Menurut Budiono Herusatoto, 2008, dalam “Banyumas Sejarah,
Budaya, Bahasa ,dan Watak” nama Kadipaten Wirasaba pada jaman
Demak tidak muncul dalam percaturan sejarah Jawa. Baru setelah Demak
runtuh maka pada masa kesultanan Pajang, nama Kadipaten Wirasaba
muncul sebagai bawahan keraton Pajang (abad 15). Waktu itu Wirasaba
dipimpin oleh Adipati Wargahutama yang didalam tragedi “Sabtu Pahing”
terbunuh oleh utusan Sultan Hadiwijaya oleh karena suatu kesalah
pahaman.

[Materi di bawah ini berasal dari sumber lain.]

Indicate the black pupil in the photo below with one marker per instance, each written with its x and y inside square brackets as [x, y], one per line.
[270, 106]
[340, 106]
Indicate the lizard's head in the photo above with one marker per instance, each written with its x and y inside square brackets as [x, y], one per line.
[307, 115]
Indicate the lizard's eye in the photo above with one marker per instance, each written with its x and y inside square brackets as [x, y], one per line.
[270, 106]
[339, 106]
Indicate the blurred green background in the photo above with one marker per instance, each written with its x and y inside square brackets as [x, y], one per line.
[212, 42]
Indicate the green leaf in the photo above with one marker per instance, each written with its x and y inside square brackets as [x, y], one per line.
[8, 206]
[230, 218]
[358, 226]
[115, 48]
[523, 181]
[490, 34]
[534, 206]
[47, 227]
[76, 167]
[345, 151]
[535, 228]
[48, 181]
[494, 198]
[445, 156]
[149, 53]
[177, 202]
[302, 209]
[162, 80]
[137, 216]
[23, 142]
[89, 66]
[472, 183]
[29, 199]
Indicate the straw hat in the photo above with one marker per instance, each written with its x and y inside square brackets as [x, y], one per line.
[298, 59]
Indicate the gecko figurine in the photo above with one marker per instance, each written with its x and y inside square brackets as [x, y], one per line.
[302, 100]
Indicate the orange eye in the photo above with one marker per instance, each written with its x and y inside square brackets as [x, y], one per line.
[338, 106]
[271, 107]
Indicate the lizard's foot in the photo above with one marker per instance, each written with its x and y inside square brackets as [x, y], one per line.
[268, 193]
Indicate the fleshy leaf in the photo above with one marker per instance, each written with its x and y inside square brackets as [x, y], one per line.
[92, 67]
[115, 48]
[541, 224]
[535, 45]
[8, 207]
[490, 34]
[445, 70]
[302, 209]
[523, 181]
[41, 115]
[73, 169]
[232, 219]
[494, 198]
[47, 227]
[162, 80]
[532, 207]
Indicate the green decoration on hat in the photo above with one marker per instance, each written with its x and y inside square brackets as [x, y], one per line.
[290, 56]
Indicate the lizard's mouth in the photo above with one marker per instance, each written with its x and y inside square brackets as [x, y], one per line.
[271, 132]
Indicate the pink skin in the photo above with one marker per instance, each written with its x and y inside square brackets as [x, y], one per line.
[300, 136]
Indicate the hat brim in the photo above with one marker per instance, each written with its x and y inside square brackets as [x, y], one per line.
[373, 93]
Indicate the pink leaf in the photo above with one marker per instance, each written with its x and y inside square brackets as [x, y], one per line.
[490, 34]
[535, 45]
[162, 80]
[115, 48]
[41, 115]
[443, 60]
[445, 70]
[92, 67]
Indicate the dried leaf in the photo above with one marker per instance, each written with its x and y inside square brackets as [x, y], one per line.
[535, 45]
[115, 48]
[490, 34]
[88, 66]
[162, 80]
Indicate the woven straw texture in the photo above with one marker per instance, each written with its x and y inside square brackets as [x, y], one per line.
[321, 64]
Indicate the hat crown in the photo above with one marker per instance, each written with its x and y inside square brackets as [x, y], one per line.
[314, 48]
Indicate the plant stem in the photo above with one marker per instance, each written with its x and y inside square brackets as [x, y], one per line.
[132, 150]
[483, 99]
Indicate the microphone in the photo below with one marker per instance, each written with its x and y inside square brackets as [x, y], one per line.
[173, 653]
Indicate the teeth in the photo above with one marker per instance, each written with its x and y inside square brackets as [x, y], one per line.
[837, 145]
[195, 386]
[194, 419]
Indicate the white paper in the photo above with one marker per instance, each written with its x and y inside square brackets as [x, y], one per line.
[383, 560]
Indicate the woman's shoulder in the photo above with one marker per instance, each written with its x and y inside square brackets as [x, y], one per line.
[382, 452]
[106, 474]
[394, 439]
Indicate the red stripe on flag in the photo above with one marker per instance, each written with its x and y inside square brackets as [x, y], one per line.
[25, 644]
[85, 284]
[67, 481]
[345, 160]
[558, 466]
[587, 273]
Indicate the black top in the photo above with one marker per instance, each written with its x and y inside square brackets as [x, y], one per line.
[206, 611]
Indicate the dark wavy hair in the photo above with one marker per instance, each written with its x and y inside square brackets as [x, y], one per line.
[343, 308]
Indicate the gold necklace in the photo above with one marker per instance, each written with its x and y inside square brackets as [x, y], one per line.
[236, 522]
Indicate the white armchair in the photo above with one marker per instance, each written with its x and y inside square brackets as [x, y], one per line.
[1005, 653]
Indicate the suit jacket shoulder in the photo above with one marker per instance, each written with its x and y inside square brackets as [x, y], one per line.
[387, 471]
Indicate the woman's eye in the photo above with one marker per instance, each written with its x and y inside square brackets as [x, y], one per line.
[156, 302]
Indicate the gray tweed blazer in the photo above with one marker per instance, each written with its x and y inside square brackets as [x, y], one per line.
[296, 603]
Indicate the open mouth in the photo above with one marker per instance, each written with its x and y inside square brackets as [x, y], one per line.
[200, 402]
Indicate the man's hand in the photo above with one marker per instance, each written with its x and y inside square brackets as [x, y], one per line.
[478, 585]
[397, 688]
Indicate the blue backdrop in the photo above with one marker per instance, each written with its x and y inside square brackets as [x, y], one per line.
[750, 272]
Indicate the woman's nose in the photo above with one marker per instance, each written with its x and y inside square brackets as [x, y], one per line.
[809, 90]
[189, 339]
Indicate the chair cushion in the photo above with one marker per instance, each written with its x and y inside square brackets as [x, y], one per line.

Sebelum meninggal Adipati Wargahutama berpesan kepada
anak cucunya untuk berpantang agar tidak mengalami kejadian naas lagi
seperti dirinya, dengan 4 pantangan sebagai berikut :
“Jangan bepergian atau mempunyai hajatan pada hari Sabtu Pahing”,
“Jangan menaiki kuda Dawukbang”,
“Jangan makan daging pindang banyak (angsa)”,
“Jangan membangun rumah / bertempat tinggal, dirumah dengan bentuk
Balemalang” (tusuk sate).
Selanjutnya sebagai bentuk penyesalan dari sultan Hadiwijaya
maka sultan mengangkat putra menantu dari Adipati Wargahutama yaitu
raden Joko Kaiman menjadi Adipati Wirasaba menggantikan mertuanya
dengan gelar Adipati Wargahutama II.
33
Adapun peristiwa bersejarah yang dilakukan oleh Adipati
Wargahutama II adalah membagi empat Kadipaten Wirasaba kepada
saudara-saudaranya (tahun 1582) :
1. Wilayah Wirasaba, diserahkan kepada adik ipar tertua Ngabei
Wargawijaya, kemudian dibangun menjadi Kabupaten Purbalingga.
2. Wilayah Merden, diserahkan kepada adik ipar kedua Ngabei
Wirakusuma, kemudian dibangun menjadi Kabupaten Cilacap.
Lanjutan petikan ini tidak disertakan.